Eating habits and lifestyle changes to reduce risk of COVID-19

Clinical Nutritionist , Jerusha Selah

By Jerusha Selah 

The COVID-19 pandemic has been spreading with alarming speed, infecting millions, killing thousands and bringing World’s economic activities to a near-standstill.

World Health Organization (WHO) Director-General, Tedros Adhanom said the pandemic has exposed the state of health unpreparedness.

The disease will be with us for some time before a vaccine or cure is found and we must put up some measures to help ease the strain on overwhelmed healthcare systems.

We have to practice healthy patterns of eating since it has a positive impact as it may be a way to support people at higher risk for the disease i.e. older people and people with pre-existing conditions (non-communicable diseases). This includes; Older people (65+ years), Diabetes (Type 1 and 2), Lung pneumonia, Pre-diabetes, Lung disease, Cardiovascular disease, Chronic obstructive pulmonary disease (COPD),Hypertension,Bronchitis,Emphysema, Lung cancer and Asthma.

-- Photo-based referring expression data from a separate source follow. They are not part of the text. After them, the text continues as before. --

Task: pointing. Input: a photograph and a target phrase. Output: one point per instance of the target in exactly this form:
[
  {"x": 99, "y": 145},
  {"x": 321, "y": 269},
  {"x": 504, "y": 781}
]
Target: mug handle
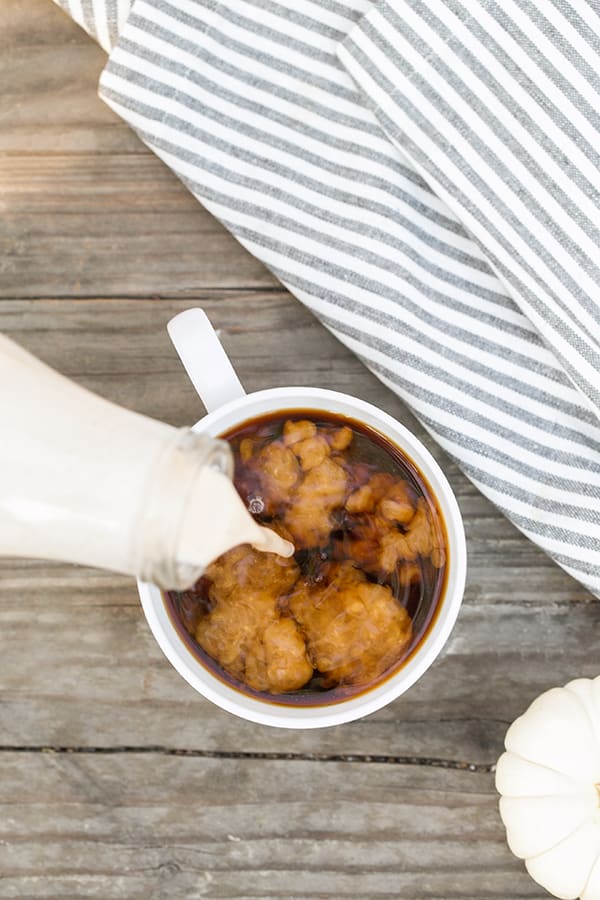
[{"x": 204, "y": 358}]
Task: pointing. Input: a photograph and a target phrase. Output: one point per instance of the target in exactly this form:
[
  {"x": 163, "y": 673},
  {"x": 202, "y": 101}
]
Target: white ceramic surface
[{"x": 196, "y": 349}]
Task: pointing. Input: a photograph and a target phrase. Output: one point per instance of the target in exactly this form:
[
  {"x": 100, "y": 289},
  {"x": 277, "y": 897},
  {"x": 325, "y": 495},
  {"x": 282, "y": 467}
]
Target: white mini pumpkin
[{"x": 549, "y": 779}]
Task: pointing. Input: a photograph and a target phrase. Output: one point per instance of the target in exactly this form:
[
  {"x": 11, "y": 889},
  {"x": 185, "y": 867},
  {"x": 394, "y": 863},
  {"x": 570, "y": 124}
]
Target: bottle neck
[{"x": 161, "y": 555}]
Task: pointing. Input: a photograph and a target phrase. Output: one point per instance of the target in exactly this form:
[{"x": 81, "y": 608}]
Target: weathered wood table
[{"x": 116, "y": 779}]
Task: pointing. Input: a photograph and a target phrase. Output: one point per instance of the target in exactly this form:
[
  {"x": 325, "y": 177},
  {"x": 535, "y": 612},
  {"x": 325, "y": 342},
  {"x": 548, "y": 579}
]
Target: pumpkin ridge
[
  {"x": 592, "y": 723},
  {"x": 532, "y": 762}
]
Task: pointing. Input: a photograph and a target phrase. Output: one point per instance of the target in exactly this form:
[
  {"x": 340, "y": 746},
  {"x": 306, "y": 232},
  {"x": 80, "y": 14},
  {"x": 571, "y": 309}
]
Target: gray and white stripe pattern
[{"x": 415, "y": 175}]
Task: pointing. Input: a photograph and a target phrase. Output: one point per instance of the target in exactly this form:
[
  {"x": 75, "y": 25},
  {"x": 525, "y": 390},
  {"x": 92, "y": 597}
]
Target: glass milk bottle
[{"x": 85, "y": 481}]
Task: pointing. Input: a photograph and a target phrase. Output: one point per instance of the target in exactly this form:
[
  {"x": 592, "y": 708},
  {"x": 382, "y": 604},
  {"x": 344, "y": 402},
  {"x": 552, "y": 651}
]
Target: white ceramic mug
[{"x": 228, "y": 405}]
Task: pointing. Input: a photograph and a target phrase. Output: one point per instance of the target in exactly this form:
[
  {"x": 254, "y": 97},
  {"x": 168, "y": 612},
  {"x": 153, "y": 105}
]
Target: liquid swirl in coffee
[{"x": 365, "y": 582}]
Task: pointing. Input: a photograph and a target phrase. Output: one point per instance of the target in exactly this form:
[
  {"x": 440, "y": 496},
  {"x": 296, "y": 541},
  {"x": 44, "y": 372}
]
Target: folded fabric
[{"x": 421, "y": 177}]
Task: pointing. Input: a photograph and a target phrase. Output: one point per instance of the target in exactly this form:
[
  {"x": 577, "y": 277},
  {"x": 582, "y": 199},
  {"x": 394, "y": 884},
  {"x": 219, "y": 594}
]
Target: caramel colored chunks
[
  {"x": 245, "y": 631},
  {"x": 355, "y": 629},
  {"x": 330, "y": 613},
  {"x": 309, "y": 515},
  {"x": 391, "y": 528}
]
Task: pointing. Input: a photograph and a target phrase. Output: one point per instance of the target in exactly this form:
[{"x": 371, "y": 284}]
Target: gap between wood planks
[{"x": 378, "y": 759}]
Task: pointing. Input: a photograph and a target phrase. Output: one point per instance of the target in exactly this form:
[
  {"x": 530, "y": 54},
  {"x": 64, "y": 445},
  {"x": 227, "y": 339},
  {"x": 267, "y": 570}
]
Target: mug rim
[{"x": 425, "y": 653}]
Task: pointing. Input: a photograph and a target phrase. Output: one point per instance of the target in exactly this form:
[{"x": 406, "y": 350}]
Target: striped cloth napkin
[{"x": 424, "y": 176}]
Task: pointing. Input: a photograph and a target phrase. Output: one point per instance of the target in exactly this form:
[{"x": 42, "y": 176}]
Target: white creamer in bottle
[{"x": 86, "y": 481}]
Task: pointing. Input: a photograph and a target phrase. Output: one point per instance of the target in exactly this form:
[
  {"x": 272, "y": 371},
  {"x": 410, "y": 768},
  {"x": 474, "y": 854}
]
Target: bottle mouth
[{"x": 169, "y": 493}]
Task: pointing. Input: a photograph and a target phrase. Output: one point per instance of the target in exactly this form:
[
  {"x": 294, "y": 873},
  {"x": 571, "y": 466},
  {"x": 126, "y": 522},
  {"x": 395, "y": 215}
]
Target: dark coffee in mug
[{"x": 364, "y": 585}]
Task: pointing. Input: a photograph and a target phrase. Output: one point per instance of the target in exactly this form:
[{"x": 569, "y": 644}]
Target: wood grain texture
[
  {"x": 86, "y": 208},
  {"x": 138, "y": 826},
  {"x": 151, "y": 792}
]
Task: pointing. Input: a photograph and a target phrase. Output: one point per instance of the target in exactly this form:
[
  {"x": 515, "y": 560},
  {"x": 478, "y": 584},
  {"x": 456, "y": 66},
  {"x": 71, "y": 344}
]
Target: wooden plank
[
  {"x": 149, "y": 825},
  {"x": 49, "y": 70},
  {"x": 86, "y": 208},
  {"x": 100, "y": 224},
  {"x": 80, "y": 667},
  {"x": 92, "y": 676}
]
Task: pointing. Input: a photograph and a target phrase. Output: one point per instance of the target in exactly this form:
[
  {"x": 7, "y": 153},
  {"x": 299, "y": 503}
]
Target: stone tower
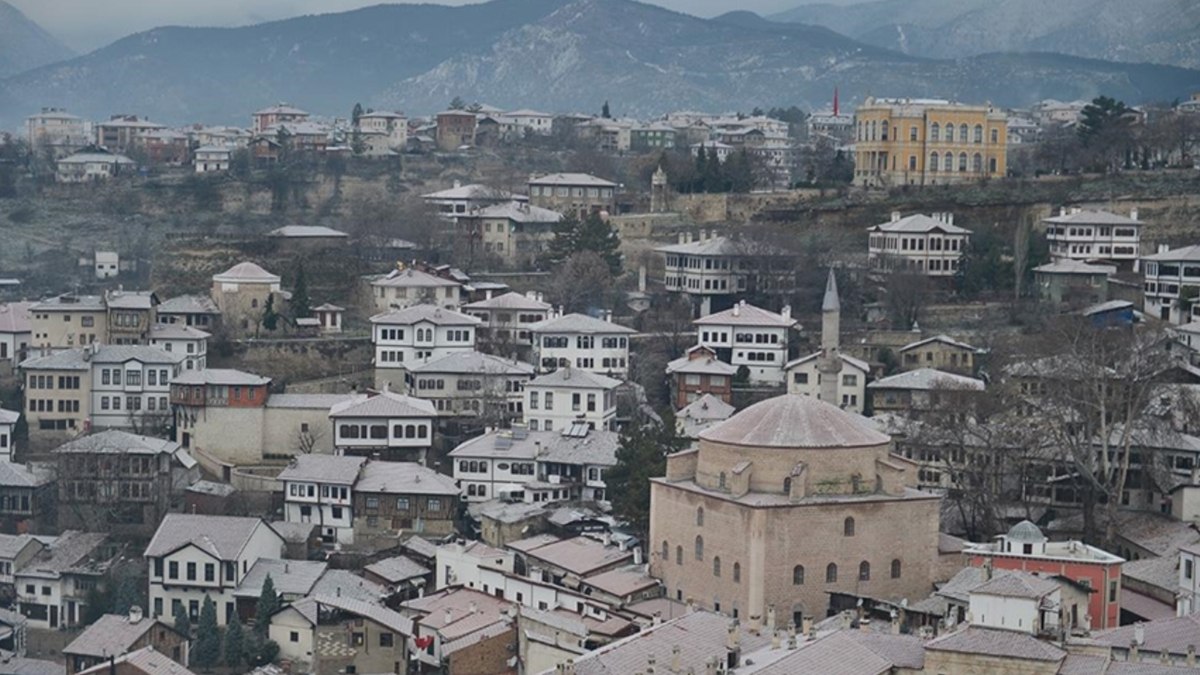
[
  {"x": 659, "y": 201},
  {"x": 829, "y": 362}
]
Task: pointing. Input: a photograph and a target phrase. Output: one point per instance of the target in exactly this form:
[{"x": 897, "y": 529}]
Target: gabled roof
[
  {"x": 1186, "y": 254},
  {"x": 580, "y": 323},
  {"x": 246, "y": 273},
  {"x": 111, "y": 634},
  {"x": 925, "y": 378},
  {"x": 15, "y": 317},
  {"x": 118, "y": 442},
  {"x": 574, "y": 378},
  {"x": 1085, "y": 216},
  {"x": 403, "y": 478},
  {"x": 744, "y": 314},
  {"x": 943, "y": 340},
  {"x": 509, "y": 302},
  {"x": 468, "y": 363},
  {"x": 383, "y": 404},
  {"x": 221, "y": 376},
  {"x": 571, "y": 179},
  {"x": 221, "y": 536},
  {"x": 336, "y": 470},
  {"x": 412, "y": 278},
  {"x": 918, "y": 223},
  {"x": 795, "y": 420}
]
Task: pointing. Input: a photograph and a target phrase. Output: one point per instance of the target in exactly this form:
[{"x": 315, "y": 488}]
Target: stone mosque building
[{"x": 781, "y": 503}]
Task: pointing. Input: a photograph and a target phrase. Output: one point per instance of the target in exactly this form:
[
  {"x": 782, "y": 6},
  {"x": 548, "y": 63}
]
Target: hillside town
[{"x": 899, "y": 386}]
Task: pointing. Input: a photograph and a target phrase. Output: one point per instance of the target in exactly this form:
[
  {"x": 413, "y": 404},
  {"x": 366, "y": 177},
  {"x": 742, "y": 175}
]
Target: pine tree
[
  {"x": 207, "y": 652},
  {"x": 183, "y": 621},
  {"x": 268, "y": 604},
  {"x": 645, "y": 444},
  {"x": 235, "y": 643},
  {"x": 301, "y": 305},
  {"x": 270, "y": 317}
]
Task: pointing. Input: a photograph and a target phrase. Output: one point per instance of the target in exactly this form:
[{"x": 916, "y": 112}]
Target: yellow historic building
[
  {"x": 928, "y": 142},
  {"x": 784, "y": 502}
]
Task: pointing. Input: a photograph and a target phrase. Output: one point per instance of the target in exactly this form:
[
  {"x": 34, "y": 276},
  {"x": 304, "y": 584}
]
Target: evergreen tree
[
  {"x": 270, "y": 317},
  {"x": 207, "y": 652},
  {"x": 645, "y": 444},
  {"x": 268, "y": 604},
  {"x": 235, "y": 643},
  {"x": 183, "y": 621},
  {"x": 301, "y": 305}
]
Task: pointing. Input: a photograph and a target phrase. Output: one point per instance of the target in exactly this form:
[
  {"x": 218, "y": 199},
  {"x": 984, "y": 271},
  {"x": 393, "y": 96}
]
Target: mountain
[
  {"x": 24, "y": 45},
  {"x": 1159, "y": 31},
  {"x": 551, "y": 54},
  {"x": 324, "y": 63}
]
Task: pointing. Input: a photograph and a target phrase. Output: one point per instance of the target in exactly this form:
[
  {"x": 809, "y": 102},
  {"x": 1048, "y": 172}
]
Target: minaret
[{"x": 829, "y": 362}]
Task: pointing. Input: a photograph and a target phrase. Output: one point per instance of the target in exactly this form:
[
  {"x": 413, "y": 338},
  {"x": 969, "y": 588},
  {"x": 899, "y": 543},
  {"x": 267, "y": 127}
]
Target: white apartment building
[
  {"x": 209, "y": 159},
  {"x": 507, "y": 318},
  {"x": 7, "y": 441},
  {"x": 402, "y": 288},
  {"x": 131, "y": 384},
  {"x": 391, "y": 425},
  {"x": 750, "y": 336},
  {"x": 532, "y": 121},
  {"x": 472, "y": 384},
  {"x": 461, "y": 199},
  {"x": 180, "y": 339},
  {"x": 418, "y": 334},
  {"x": 317, "y": 489},
  {"x": 1081, "y": 234},
  {"x": 391, "y": 125},
  {"x": 582, "y": 342},
  {"x": 192, "y": 556},
  {"x": 1170, "y": 278},
  {"x": 558, "y": 399},
  {"x": 535, "y": 466},
  {"x": 930, "y": 245}
]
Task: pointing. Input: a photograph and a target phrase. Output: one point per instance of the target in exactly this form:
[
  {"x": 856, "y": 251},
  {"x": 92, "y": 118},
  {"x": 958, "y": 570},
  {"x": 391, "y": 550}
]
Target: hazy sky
[{"x": 88, "y": 24}]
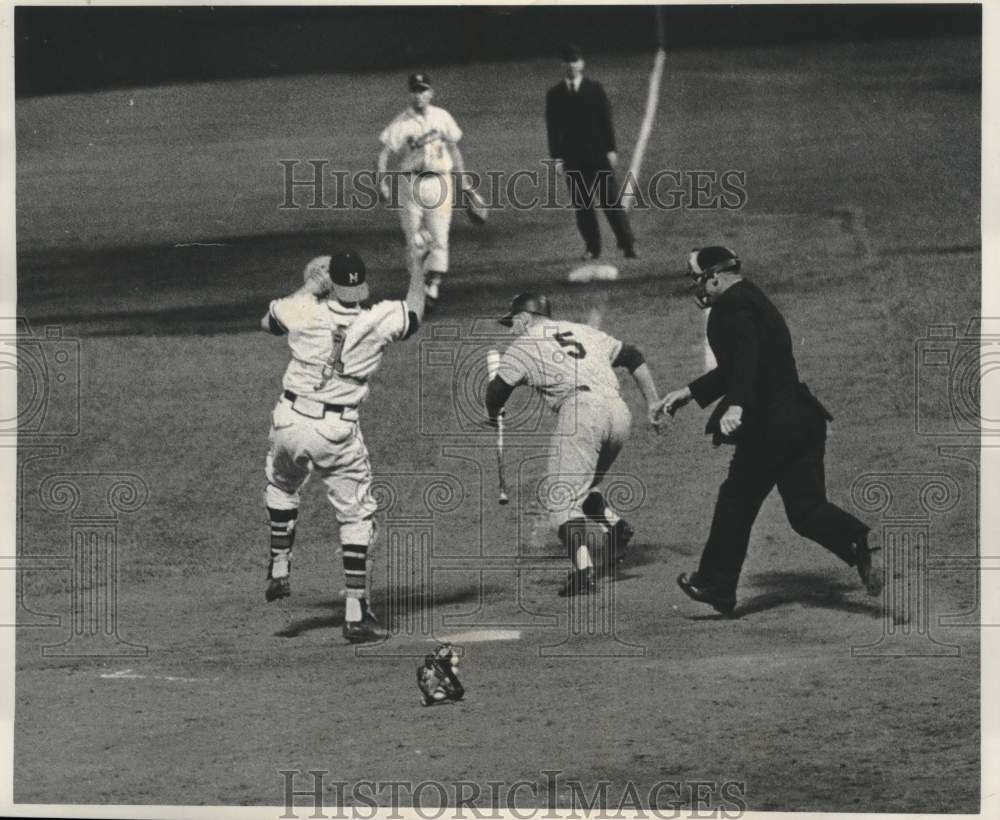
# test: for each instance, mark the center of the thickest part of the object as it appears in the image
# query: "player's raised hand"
(731, 420)
(671, 402)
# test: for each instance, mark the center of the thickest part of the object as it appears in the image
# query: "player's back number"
(575, 349)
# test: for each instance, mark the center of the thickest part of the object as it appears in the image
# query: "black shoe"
(869, 563)
(621, 534)
(367, 630)
(718, 600)
(579, 582)
(278, 587)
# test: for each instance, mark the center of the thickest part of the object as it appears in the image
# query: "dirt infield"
(815, 697)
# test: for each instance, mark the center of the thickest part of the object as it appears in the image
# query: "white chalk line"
(652, 99)
(129, 674)
(482, 635)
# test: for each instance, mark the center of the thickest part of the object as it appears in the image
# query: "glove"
(316, 277)
(437, 679)
(475, 208)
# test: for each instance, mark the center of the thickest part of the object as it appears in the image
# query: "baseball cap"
(347, 273)
(536, 303)
(713, 259)
(419, 81)
(571, 53)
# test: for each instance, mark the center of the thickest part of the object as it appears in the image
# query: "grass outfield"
(862, 164)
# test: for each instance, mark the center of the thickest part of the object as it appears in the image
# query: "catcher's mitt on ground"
(437, 679)
(475, 207)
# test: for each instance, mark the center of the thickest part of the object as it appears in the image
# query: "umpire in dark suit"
(582, 138)
(777, 425)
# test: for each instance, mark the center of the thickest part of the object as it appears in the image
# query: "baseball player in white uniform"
(572, 366)
(336, 346)
(422, 145)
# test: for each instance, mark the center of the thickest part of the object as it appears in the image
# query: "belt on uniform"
(329, 408)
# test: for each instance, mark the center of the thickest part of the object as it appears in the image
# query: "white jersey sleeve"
(449, 128)
(294, 312)
(559, 358)
(392, 135)
(391, 321)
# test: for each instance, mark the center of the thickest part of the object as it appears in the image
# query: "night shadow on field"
(814, 589)
(405, 602)
(643, 554)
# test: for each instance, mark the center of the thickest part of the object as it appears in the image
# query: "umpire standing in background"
(582, 140)
(777, 425)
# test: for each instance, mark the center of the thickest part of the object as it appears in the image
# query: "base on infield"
(593, 272)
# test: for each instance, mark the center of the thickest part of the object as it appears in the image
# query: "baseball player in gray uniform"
(422, 145)
(572, 366)
(336, 346)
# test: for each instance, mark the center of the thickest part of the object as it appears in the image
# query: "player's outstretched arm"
(415, 299)
(382, 166)
(457, 161)
(644, 379)
(631, 358)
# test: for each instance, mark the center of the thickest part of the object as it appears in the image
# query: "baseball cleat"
(277, 588)
(869, 563)
(367, 630)
(432, 289)
(579, 582)
(621, 534)
(278, 579)
(717, 599)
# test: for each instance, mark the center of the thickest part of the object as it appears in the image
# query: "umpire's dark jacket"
(579, 125)
(756, 370)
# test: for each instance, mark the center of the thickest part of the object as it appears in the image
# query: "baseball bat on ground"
(492, 366)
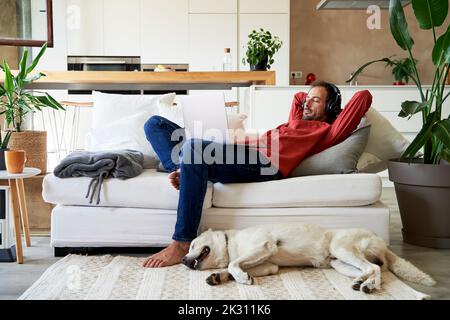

Despite all these, it is still very possible to maintain a healthy lifestyle during this Covid-19 time

and here are a few healthy-living strategies that can help you:

1. Try to drink enough water everyday. Water is essential and the best choice you can make. It works in removing toxins from the body, so drinking more of it could help prevent toxins from building up and having a negative impact on your immune system.

2. Limit unprocessed food: These are foods that are altered during preparation to make them more convenient, shelf-stable or flavorful. They I have unhealthy levels of added sugar, fat and sodium the ingredients make the food taste better, but too much of these foods leads to serious health issues like diabetes, heart disease, high blood pressure and obesity.

Eat fruits, vegetables, legumes (e.g. lentils, beans), nuts and whole grains (e.g. unprocessed maize, millet, oats, wheat, brown rice or starchy tubers or roots such as potato, yam, taro or cassava), and foods from animal sources (e.g. meat, fish, eggs and milk).

For snacks, choose raw vegetables and fresh fruit rather than foods that are high in sugar, fat or salt.

3.  Moderate your oil and fat intake: Consume unsaturated fats. Your body needs healthy fats for energy and other functions. But too much saturated fat can cause cholesterol to build up in your arteries (blood vessels) and increases your risk for heart disease and stroke.

4. Limit the amount of salt and sugar: Limit the amount of salt. Limit your intake of soft drinks or sodas and other drinks that are high in sugar.

5. Physical activity Just like a healthy diet, exercise can contribute to general good health and therefore to a healthy immune system. Exercise helps circulation as it increases blood flow, it allows the cells and substances of the immune system to move through the body freely and do their job efficiently.

Is advisable to maintain a correct nutrition status, especially in this period when the immune system might need to fight back.